In terms of regulatory and growth capital requirements, the report said public sector banks will be self-sufficient in FY23 while the incremental capital requirement for private sector lenders are estimated at less than Rs 10,000 crore. It also said credit growth will reduce liquidity surplus in the banking system to Rs 1.5-2.5 lakh crore, and RBI may also suck out surplus liquidity. It added that major growth drivers will be strong corporate credit ratio, tightened underwriting in retail and MSME segments, reducing bounce rates and improving collections.

The CNX Nifty is currently trading at 17821.45, down by 135.95 points or 0.76% after trading in a range of 17779.85 and 17901.00. There were 21 stocks advancing against 29 stocks declining on the index.

The top gainers on Nifty were Coal India up by 3.49%, NTPC up by 2.82%, Tata Steel up by 2.05%, UPL up by 1.44% and JSW Steel up by 1.17%. On the flip side, HDFC Bank down by 2.92%, HDFC down by 2.86%, HDFC Life Insurance down by 1.96%, Tech Mahindra down by 1.87% and HCL Tech. down by 1.75% were the top losers.

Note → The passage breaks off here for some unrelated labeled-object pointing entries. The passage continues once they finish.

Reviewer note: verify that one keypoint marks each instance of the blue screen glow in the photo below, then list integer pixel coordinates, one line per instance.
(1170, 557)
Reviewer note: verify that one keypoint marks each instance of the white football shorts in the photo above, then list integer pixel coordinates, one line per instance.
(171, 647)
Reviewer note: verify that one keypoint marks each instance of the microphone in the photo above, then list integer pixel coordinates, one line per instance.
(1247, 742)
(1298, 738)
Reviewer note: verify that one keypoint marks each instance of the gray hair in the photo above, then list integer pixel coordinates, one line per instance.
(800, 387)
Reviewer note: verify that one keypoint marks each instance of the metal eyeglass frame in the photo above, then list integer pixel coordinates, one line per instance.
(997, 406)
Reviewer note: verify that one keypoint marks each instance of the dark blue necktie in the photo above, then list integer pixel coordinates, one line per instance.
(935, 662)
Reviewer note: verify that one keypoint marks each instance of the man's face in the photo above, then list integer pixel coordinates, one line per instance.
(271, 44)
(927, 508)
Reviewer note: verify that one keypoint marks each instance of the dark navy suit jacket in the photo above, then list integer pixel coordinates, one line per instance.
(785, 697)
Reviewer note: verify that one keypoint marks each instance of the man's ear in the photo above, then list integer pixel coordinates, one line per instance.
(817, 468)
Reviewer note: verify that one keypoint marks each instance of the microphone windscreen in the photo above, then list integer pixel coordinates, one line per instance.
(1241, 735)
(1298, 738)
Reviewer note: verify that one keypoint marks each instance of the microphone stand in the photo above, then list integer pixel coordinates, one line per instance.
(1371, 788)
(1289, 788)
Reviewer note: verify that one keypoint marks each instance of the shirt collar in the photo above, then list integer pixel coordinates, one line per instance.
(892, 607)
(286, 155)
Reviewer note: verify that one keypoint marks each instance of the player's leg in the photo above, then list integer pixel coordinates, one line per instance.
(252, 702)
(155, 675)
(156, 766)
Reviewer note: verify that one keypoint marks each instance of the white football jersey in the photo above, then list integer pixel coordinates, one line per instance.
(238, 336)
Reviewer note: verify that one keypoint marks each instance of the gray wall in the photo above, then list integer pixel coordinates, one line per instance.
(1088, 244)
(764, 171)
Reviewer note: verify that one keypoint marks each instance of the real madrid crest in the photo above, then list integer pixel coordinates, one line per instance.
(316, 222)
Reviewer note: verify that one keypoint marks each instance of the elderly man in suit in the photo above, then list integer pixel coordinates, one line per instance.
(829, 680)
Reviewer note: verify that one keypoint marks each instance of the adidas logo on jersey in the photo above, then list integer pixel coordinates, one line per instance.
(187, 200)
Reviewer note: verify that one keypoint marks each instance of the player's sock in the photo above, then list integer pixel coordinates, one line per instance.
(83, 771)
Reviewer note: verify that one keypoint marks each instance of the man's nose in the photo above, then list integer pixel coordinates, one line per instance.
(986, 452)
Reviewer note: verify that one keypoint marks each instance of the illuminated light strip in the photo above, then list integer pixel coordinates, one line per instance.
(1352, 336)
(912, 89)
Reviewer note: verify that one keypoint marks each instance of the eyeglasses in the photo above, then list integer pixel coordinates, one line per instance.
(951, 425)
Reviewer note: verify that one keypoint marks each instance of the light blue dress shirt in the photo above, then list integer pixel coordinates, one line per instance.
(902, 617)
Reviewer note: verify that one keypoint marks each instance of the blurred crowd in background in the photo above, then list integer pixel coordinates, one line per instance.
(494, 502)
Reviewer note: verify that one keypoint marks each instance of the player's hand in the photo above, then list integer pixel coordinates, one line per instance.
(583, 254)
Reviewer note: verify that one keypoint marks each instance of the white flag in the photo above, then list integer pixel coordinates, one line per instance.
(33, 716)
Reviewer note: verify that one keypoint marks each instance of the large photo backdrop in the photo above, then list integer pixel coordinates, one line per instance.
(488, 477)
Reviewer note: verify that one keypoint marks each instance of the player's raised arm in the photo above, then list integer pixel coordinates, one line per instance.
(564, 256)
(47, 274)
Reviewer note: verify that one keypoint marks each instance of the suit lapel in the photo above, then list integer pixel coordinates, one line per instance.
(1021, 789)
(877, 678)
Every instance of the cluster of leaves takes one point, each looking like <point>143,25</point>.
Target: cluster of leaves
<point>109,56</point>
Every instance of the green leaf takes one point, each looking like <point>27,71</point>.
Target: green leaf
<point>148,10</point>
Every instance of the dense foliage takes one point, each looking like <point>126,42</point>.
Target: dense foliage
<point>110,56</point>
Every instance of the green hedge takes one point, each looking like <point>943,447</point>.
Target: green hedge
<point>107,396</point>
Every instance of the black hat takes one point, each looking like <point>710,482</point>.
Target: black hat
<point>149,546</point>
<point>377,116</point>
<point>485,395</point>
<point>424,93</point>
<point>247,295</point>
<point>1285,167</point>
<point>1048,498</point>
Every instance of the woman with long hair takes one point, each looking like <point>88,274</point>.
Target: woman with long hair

All Asian markets were trading in red; Hang Seng decreased 320.45 points or 1.42% to 22,181.86, Nikkei 225 slipped 417.36 points or 1.5% to 27,370.62, Jakarta Composite lost 50.98 points or 0.71% to 7,097.32, Shanghai Composite declined 7.27 points or 0.22% to 3,275.45, KOSPI fell 21.76 points or 0.79% to 2,737.44, Straits Times trembled 14.36 points or 0.42% to 3,430.65 and Taiwan Weighted dropped 130.14 points or 0.74% to 17,495.45.